Barack Obama can claim Republicans want "dirtier air, dirtier water, less people with health insurance," and Republican strategist Karl Rove advises his party members to avoid calli ng Obam a a socialist or left-winger, and Mitt Romney to remain "focused on the facts and adopt a respectful tone" toward the president. Yet as I noted in a previous column, the mainstream media was more than willing to keep several inconvenient "facts" under wraps until after the election was over--and Republicans, including Mitt Romney, were more than willing to go along.

It didn't work. Moreover, it has never worked, and the sooner Republicans and conservatives realize it, the better their chances of winning elections. The best course of action is simple: assume the media is hostile, and be prepared to act accordingly. It is worth remembering that for all his faults, Newt Gingrich galvanized audiences during the Republican presidential debates when he criticized the media moderators, or challenged the premises of their questions. In short, he stood in stark contrast to those Republicans whose lack of forcefulness and commitment to conservative ideals makes them timid by comparison. No election has ever been won by a timid candidate. People sense cowardice, and more often than not, such cowardice trumps good ideas.

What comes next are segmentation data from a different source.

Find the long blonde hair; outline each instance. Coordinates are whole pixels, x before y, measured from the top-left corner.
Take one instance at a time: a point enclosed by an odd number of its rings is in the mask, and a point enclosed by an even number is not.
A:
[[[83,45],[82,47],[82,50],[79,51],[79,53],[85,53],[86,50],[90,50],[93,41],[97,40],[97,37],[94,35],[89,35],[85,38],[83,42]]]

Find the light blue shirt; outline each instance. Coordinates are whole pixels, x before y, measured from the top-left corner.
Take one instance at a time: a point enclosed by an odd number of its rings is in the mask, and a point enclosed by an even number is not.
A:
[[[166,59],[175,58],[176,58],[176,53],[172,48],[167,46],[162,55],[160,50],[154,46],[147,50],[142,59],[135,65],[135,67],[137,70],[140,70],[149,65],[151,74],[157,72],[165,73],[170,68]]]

As a result of the first two developments mentioned above, Americans have become many things, but one them stands out: a majority of people are ignorant (not stupid), and that ignorance has left them largely disengaged from traditional American culture, customs and history. As such, they gravitate to the political party willing to do their thinking for them, forming one large bloc of Democrats. The other large bloc is comprised of those willing to tell the first bloc how to live their lives. Together they formed the majority that reelected the president. Throw in a mainstream media more than willing to trumpet such an arrangement as "inclusive," and "broad based," and, despite all the wishing and hoping from the right, the election was never really in doubt.

Conservatives need to understand that none of this happened overnight. The public schools have been dumbing down education for decades, single motherhood has been on a steady increase since the onset of LBJ's Great Society of 1960s, and the mainstream media has tilted left ever since the New York Times' Walter Duranty was singing the praises of Joseph Stalin's "democratic" revolution back in the early 30s--and winning a Pulitzer Prize for it.

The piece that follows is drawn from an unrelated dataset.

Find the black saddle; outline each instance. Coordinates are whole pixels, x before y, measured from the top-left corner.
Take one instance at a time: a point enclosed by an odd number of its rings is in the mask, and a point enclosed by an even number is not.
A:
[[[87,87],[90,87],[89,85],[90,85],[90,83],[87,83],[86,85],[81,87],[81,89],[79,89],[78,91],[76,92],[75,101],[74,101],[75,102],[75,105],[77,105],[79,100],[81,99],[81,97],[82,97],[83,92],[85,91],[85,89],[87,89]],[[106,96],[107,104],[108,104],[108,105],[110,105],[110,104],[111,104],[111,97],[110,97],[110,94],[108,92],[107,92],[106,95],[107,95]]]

A serious and sustained pushback is long overdue. Conservatives should get on with it, and never lose sight of their ultimate advantage over Democrats: the progressive agenda is unsustainable, absent the eventual imposition of a totalitarian state. The left may yearn for equality. It is up to conservatives to pound home the historical reality that equality has only been achieved when everyone has been made equally miserable--and that even then, such equality necessitates an all-powerful elite to enforce it.